Fractal Tree™ indexes are green. They have the potential to be greener still. Here’s why:
Remarkably, data centers consume 1-3 percent of all the US electricity. A majority of this power is used to drive servers and storage systems. Significant energy savings remain on the table.
Here’s why Fractal Tree indexing enables more energy-efficient storage: Data centers typically use many small-capacity disks rather than a few large-capacity disks. Why? One reason is to harness more spindles to obtain more I/Os per second. In some high-performance applications, users go so far as to employ techniques such as “short stroking” to get more performance (and less storage) out of drives. But Fractal Tree indexes are so I/O-efficient that they don’t need as many I/Os.
Consider the power consumption of disks. An enterprise 80 to 160 GB disk runs at something like 4W (idle power), while an enterprise 1-2 TB disk runs at something like 8W (idle power). If you replace many small-capacity disks by a small number of large-capacity disks, you can maintain the same capacity, but reduce your storage power consumption per GB by close to an order of magnitude. So Fractal Tree indexes enable energy-efficient hardware when the metric is Watts per GB.
For a databases, however, joules per DB operation may be a better metric. Fractal Tree indexes are so I/O efficient, that they are terrific when measured as Joules per operation.
What about power consumed by servers? A lot of our customers see an increase in server activity due to the increase in throughput. Fractal Tree indexes are so I/O-efficient that they drive CPUs harder, consequently using more power.
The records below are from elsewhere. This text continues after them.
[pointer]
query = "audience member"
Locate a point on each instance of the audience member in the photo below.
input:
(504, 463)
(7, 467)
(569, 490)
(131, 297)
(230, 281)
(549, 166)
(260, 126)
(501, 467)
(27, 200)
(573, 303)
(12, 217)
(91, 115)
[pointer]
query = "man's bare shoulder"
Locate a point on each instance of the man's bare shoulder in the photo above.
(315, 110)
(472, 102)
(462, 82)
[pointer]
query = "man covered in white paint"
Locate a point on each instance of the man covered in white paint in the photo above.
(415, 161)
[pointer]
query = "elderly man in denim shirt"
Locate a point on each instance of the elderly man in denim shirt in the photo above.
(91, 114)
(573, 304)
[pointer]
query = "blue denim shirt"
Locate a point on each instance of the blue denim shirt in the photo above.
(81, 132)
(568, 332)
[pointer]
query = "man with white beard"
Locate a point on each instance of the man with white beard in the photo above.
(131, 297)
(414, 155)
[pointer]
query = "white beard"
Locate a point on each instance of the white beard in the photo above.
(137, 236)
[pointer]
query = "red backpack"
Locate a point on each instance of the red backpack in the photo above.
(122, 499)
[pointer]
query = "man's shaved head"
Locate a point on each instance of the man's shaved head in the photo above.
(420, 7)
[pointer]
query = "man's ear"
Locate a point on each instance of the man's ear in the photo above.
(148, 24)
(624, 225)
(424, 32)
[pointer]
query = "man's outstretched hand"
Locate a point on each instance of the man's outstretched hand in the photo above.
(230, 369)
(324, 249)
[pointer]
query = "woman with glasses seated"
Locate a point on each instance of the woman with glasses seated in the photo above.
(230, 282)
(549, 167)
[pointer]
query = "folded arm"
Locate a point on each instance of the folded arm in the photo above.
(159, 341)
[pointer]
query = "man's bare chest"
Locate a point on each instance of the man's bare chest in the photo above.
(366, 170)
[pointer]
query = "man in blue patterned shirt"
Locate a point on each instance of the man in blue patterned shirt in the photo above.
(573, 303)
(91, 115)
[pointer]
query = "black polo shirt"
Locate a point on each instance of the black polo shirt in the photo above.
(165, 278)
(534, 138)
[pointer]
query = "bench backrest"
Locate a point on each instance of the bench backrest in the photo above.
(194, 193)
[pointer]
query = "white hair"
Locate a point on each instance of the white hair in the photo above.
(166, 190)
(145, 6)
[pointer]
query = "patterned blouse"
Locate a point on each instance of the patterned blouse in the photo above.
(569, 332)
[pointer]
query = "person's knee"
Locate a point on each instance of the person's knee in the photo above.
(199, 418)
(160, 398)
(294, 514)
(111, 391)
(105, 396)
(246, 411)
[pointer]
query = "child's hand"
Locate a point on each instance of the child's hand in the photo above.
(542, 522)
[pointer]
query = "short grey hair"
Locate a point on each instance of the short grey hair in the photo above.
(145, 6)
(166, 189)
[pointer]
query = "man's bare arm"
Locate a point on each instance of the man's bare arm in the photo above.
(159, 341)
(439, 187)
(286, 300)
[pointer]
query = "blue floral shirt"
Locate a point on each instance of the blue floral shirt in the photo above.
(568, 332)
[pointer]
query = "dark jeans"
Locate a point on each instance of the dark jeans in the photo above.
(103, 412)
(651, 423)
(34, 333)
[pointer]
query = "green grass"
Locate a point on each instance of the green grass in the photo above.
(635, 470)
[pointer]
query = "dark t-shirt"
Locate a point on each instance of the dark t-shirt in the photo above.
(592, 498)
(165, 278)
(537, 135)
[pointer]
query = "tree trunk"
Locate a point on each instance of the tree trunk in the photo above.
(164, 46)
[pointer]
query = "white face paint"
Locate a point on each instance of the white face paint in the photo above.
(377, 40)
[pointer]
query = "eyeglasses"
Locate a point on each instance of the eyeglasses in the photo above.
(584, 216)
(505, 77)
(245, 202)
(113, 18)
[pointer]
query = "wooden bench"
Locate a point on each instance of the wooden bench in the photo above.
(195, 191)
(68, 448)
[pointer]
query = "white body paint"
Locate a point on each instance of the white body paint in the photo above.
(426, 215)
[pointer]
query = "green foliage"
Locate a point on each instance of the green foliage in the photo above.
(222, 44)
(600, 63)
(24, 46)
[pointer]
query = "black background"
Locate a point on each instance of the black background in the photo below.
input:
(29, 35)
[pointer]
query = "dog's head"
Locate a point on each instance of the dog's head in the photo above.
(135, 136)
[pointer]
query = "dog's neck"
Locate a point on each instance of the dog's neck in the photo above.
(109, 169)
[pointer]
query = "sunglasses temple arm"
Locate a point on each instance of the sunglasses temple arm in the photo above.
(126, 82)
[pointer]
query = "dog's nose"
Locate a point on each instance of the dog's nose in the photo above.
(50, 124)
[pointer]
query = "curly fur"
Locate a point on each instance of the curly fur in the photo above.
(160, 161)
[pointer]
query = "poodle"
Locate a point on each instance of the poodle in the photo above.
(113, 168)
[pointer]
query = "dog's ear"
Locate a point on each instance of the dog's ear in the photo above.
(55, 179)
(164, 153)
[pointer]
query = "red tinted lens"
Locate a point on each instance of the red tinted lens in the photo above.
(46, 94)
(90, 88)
But, assuming that a user is trying to keep the same overall target number of inserts/deletes, Fractal Tree indexes are still more efficient in terms of joules per database insert/delete.
Given how important these topics are, Bradley and I recently attended the National Science Foundation workshop “Energy-Efficient Data Management” in Arlington, VA. This was a two-day planning meeting, where researchers from industry and academia convened to discuss open problems in energy-efficient data management. We discussed how to devise and deploy new data-management methods and new data-intensive applications that are more energy efficient.
I spoke about how better data structures have the potential to deliver energy savings. For details, see the slides themselves: “How Fast Indexing Makes Databases Greener.”
The main purpose of the talk was to discuss open areas for research. Here are three open problems I covered in my talk. For more details see the slides.
- Area 1: Develop a massively multithreaded Fractal Tree variant that could run on future-generation machines consisting of thousands very very slow cores.
- Area 2: Develop an Energy-Efficient SSD/Rotational Disk Hybrid.
- Area 3: The proof is in the pudding.
Thanks again to the NSF for supporting Tokutek through SBIR grants on topics like these.